A limited number of studies have investigated the use of TMS in patients with SCI. The overall magnitude of improvements in functional outcomes was mixed. Significant improvements in muscle strength and functional task testing were observed in the majority of studies. Although, one study reported no significant change from baseline, while others reported mixed results based on the functional test used (e.g. pinch versus grasp). This might be related to the broad range of different methodologies used (e.g. stimulation parameters and types of patients). Regardless of these findings, TMS may be a promising approach to facilitate aspects of recovery after SCI. For example, Peterson and colleagues investigated the application of TMS after elbow extension reconstructive surgery and found enhanced motor recovery/plasticity. In conclusion, further research in this area is necessary to investigate potential applications of TMS and their functional contribution to SCI rehabilitation. Future research should focus on evaluating ADL and FIM outcomes, as well as rTMS in combination with other therapies.


There is level 1b evidence (from one randomized controlled trial; Tolmacheva et al., 2017) that TMS combined with PNS significantly improves muscle function of the hand.

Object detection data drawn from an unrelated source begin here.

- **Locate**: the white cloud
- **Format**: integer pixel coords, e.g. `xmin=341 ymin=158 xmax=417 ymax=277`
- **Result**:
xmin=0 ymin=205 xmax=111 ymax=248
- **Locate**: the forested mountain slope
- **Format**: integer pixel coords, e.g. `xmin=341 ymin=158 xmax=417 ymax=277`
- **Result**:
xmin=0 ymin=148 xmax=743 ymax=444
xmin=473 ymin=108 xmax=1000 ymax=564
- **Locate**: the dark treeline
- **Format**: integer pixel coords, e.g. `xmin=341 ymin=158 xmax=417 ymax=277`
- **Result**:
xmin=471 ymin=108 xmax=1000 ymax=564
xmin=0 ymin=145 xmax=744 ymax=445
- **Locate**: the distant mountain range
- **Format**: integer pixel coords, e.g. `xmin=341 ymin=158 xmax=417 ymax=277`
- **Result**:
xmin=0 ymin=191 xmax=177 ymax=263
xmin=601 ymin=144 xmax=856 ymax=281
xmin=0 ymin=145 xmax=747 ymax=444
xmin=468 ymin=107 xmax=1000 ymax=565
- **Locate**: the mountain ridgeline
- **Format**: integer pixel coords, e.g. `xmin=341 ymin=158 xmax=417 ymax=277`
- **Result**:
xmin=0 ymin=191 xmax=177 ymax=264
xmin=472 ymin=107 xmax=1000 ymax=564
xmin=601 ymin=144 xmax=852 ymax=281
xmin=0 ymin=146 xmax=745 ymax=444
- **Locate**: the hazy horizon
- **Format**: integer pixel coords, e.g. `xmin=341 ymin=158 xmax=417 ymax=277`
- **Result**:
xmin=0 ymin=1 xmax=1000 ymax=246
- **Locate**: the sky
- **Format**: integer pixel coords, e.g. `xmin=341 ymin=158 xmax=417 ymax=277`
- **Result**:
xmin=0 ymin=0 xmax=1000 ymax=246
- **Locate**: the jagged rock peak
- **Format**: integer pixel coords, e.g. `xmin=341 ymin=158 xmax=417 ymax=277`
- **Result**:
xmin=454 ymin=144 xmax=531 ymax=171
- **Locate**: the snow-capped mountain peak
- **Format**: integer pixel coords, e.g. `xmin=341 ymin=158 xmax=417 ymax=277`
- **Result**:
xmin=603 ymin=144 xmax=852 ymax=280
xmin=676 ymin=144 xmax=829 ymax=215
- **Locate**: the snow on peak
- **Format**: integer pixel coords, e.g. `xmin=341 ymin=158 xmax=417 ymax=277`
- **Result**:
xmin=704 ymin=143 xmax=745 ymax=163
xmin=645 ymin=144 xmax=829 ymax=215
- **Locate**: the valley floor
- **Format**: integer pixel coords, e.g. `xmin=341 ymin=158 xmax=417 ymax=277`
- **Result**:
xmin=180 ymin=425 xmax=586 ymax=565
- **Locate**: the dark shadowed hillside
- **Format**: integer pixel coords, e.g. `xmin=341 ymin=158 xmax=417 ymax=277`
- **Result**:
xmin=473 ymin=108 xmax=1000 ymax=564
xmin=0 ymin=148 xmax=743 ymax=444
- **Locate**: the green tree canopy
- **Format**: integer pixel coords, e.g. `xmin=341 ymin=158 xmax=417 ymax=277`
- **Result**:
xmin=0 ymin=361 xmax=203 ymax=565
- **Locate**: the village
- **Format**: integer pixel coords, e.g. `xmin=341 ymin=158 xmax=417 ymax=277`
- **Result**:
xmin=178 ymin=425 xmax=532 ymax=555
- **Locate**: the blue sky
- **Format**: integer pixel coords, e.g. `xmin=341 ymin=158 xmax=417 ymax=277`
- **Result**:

There is level 1b evidence (from one randomized control trial; Gomes-Osman & Field-Fote, 2014) that rTMS may reduce corticospinal inhibition and enhance clinical/functional outcomes for several weeks after treatment.

There is level 2 evidence (from two prospective controlled trialz; Bunday et al., 2018; Bunday et al., 2014) that PCMS applied during voluntary activity may enhance spinal plasticity after SCI.

There is level 2 evidence (from one prospective controlled trial; Peterson et al., 2017) that TMS delivered to the motor cortex after elbow extension reconstructive surgery significantly improves elbow extension.

There is level 4 evidence (from one pre-post study; Belci et al., 2004) that TMS may lower intracortical inhibition and improve clinical motor scores.

  • rTMS has many applications and may improve functional outcomes alone or in combination with PNS and reconstructive surgery.